We would like to thank Dr I. Canton for useful discussion at the early stages of the work that helped to identify the receptors. We thank the Children with Cancer UK (16-227) for SAG and ES salaries, the EPSRC (EP/R024723/1) for DM salaries, the ERC (CheSSTaG 769798) for JF and part of GB salary, the EPSRC (EP/G062137/1) for JM salary. MAO thanks the BBSRC doctoral training grant Sheffield for her PhD studentship. JG thanks the DFG for sponsoring his fellowship. VMG thanks the received financial support from Fundação para a Ciência e Tencnologia (PD/BD/128388/2017). ADC and LR thank the Marie Skłodowska Curie program for sponsoring their fellowship. GB thanks the EPSRC (EP/N026322/1) for his personal fellowship.

Supporting Information Available

The Supporting Information is available free of charge at https://pubs.acs.org/doi/10.1021/acscentsci.2c00146.

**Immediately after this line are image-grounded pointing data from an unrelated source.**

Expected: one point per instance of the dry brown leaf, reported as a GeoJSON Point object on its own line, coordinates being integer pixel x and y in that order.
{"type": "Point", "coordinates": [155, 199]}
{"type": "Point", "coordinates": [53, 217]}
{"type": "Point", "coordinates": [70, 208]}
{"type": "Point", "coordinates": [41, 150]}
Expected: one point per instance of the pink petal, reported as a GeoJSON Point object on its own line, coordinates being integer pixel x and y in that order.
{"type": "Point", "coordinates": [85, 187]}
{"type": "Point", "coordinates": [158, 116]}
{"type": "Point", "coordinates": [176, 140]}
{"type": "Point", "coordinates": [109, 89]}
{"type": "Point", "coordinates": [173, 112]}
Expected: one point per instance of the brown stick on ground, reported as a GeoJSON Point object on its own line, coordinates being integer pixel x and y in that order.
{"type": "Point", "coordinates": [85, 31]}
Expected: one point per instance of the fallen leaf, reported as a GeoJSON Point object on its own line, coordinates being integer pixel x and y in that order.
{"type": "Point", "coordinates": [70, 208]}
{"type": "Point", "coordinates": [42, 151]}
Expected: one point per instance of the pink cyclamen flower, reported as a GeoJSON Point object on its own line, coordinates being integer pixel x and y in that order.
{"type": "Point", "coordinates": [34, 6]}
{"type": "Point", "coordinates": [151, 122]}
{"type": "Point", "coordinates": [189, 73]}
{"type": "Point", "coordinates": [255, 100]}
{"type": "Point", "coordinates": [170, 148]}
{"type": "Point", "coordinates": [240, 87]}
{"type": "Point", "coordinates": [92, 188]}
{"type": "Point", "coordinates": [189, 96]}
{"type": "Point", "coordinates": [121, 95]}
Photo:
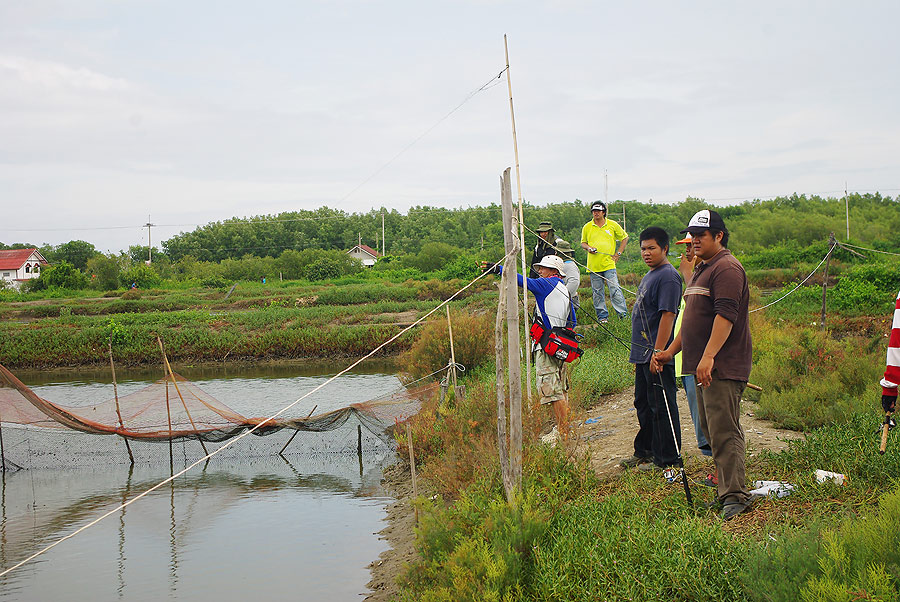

  • Additional figures supporting the molecular modeling. Experimental data on Psome uptake kinetics on FaDu cells. Additional experimental details on polymersome characterization, including transmission electron microscopy images and dynamic light scattering (DLS). Photographs of experimental setup (PDF)

Author Contributions

S.A.G. designed and performed the in silico research, analyzed the data, and wrote and edited the manuscript. D.M. performed part of the in vitro data and analysis; wrote and edited the manuscript. M.A.O. performed some of the in vitro experiments. V.M.G. produced the polymersomes. E.S. performed part of the in vivo experiments. J.F. performed the P.L.A. analysis. C.C. and A.D.C. synthesized the PDPA–PMPC polymer. L.R. designed research and performed some in vitro and in vivo experiments. G. B. designed and conceived the research, and the statistical model, analyzed the data, and wrote and edited the manuscript.

The authors declare no competing financial interest.